Si Juan de la Cruz pudo decir con verdad que el mirar de Dios es amar, yo ahora me parecía ver claro que el escuchar de Dios es amar. Que toda la vida del hombre, que se pondrá de manifiesto como envuelta en tristeza y angustia a lo largo del salmo, era esa palabra que el hombre dirige a Dios para que le escuche, y que lejos de ser escuchada en la indiferencia, era acogida en el más puro amor. Pude entender que todo el salmo era una llamada a vivir la resurrección, porque Jesús en su entrega en la Cruz, fue escuchado, amado entrañablemente por el Padre, y caminará para siempre en el país de la vida. Se me puso de manifiesto que toda mi vida estaba delante de Dios como una palabra que Dios escuchaba desde su inmenso amor al hombre. Sentí crecer la confianza y se me fue haciendo luz para descubrir que estamos siendo con nuestra vida una palabra de hombre que Dios escucha, porque siempre tiene inclinado su oído hacía mi, en este día que es nuestra existencia hecha invocación a Dios.
A lo largo de esta octava de Pascua, cada tarde, en el rezo de Vísperas se recitan estas palabras del salmo 109: “Eres príncipe desde el día de tu nacimiento, entre esplendores sagrados, yo mismo te engendré como rocío antes de la aurora” ¿Dónde encontrar esos esplendores sagrados, que no dependen de los rayos de la aurora? ¿qué luz es esa que engendra la Vida? Todo parece remitir a un nacimiento nuevo, el nacimiento de la Vida que supera la muerte. El renacer del Resucitado. Mi oración seguía envuelta en el misterio de esos resplandores sagrados que me hablaban de una luz nueva. Las fiestas gozosas de Pascua de Resurrección nos dan testimonio de esta Luz de la Vida en la que ser alcanzados por Dios. Con San Juan de la Cruz entendí que esa Luz de la que salen esos resplandores sagrados en los que descubrimos al Resucitado, al nacido a la Vida, es la que arde en el corazón. Por ella somos guiados en la noche de nuestra vida que se hace noche pascual. El fuego del amor se hace resplandor sagrado en el que Dios hace nuevas todas las cosas que por amor fueron creadas y por amor transformadas para alcanzar la plenitud de su ser en Dios. Con la Resurrección podemos hablar de aquel nacimiento que coloca a Cristo como príncipe, cabeza de la nueva creación, que surge en medio de la noche, como rocío, antes de la aurora.
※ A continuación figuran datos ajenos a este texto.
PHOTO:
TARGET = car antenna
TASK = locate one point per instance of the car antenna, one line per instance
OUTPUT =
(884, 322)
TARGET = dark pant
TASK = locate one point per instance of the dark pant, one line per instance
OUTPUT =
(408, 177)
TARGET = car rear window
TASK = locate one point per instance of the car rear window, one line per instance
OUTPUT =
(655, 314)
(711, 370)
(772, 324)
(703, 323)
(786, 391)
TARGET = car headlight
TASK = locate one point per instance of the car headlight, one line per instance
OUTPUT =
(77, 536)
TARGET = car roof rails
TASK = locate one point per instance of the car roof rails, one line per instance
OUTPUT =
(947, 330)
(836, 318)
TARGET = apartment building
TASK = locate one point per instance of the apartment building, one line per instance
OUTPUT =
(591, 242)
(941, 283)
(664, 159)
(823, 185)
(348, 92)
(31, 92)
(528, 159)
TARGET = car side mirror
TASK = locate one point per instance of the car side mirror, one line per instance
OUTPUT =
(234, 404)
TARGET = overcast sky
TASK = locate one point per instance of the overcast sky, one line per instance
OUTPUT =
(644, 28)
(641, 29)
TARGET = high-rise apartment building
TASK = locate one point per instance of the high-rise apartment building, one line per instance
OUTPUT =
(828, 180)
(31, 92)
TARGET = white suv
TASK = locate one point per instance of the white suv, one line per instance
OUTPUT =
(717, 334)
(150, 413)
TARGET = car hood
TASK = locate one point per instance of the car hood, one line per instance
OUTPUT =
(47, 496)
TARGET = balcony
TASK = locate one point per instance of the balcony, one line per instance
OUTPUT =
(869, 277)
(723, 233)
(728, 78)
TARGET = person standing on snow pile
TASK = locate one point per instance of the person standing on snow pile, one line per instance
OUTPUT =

La Resurrección de Cristo, Rafael Sanzio, 1499-1502, Museo de Arte Sao Paulo, Brasil
Con este grito de júbilo pascual, no dejamos atrás lo vivido en Navidad, en la Pasión, para poder celebrar la Resurrección. Todo se vive en el misterio de Dios-Trinidad. Las tres Personas están en el misterio de la Encarnación, del Nacimiento, de la Pasión y de la Resurrección. Hoy celebramos la Resurrección como culmen de la revelación de Dios que hemos ido viviendo en cada misterio de la vida de Jesús, que encierra el misterio de la creación en su plenitud. En este Triduo pascual, el canto de los improperios: ¿Pueblo mío, qué te he hecho, en qué te he ofendido?. Respóndeme, lo viví como ese lamento divino, en el que el misterio de Dios se desvelaba en su maravillosa acción en la historia amando siempre al hombre. Y ese Dios era el misterio de las tres personas actuando siempre en esa indivisible unidad y en su inconfundible identidad. Por eso siempre se me hizo difícil separarlas, alejarlas. No podía entender un Padre eterno que abandona al Hijo, un Hijo que se lamenta del abandono del Padre. Sí, es cierto que los evangelios recogen el comienzo del salmo 21: ¡Dios mío, Dios mío! ¿Por qué me has abandonado? Pero es el comienzo del salmo, y no la clave del mismo, que Jesús recitaría acabando en la confianza en Dios. Es el verdadero abandono de quien se sabe entregado por el Padre para mostrar su amor a los hombres. El Padre nos ama, entregando al Hijo que así puede darnos el Espíritu.
El misterio de la Pasión y muerte nos ha de llevar a descubrir que el Hijo no se sintió abandonado del Padre, sino entregado por Él a los hombres, abandonándose Él voluntariamente al Padre, para poder entregarnos su Espíritu, el Amor que de Él recibía para dárselo a los hombres. Hoy podemos celebrar la Resurrección como culmen de la obra de Dios, que nos llama a vivir totalmente su misterio trinitario. La Creación, la Historia, asumidas por Jesús, son llevadas en él, a través de su vida y muerte, a la resurrección, que hemos de vivir siempre en esperanza aguardando el día que se desvele plenamente su fuerza salvadora. Ahora sí que podemos celebrar la Vida escondida en Dios y revelada a los hombres en Jesús resucitado. La Vida que todo lo inunda desde su origen en el Dios Trinidad. Ahora se nos abre nuestra vida descubierta en la creación, en la historia y en uno mismo a la Vida divina, volviéndose así trinitaria. Se nos abre la vida, egoísta y cerrada, para hacerla trinitaria. Se nos abre la vida para sentir las tres Personas divinas en nosotros hechos comunidad humana, expresada en la Iglesia, en la creación hecha lugar en que vive y mora la gloria de Dios. Sentir en nosotros el abrazo inmenso del Padre al Hijo entregado y abandonado en Él, para derramar, haciéndolo todo nuevo, su Espíritu, contemplado en el cuerpo resucitado del Señor. Cristo resucitado nos abre la vida para sentir el Misterio de Dios Trinidad, las tres divinas personas viviendo en nosotros, no como individuos, sino como ese gran Misterio de Amor que culmina su revelación en la resurrección. Cristo resucitado nos abre la vida para contemplar la creación vestida de hermosura, donde mora la honra y gloria de Dios. ¡Feliz Pascua de Resurrección!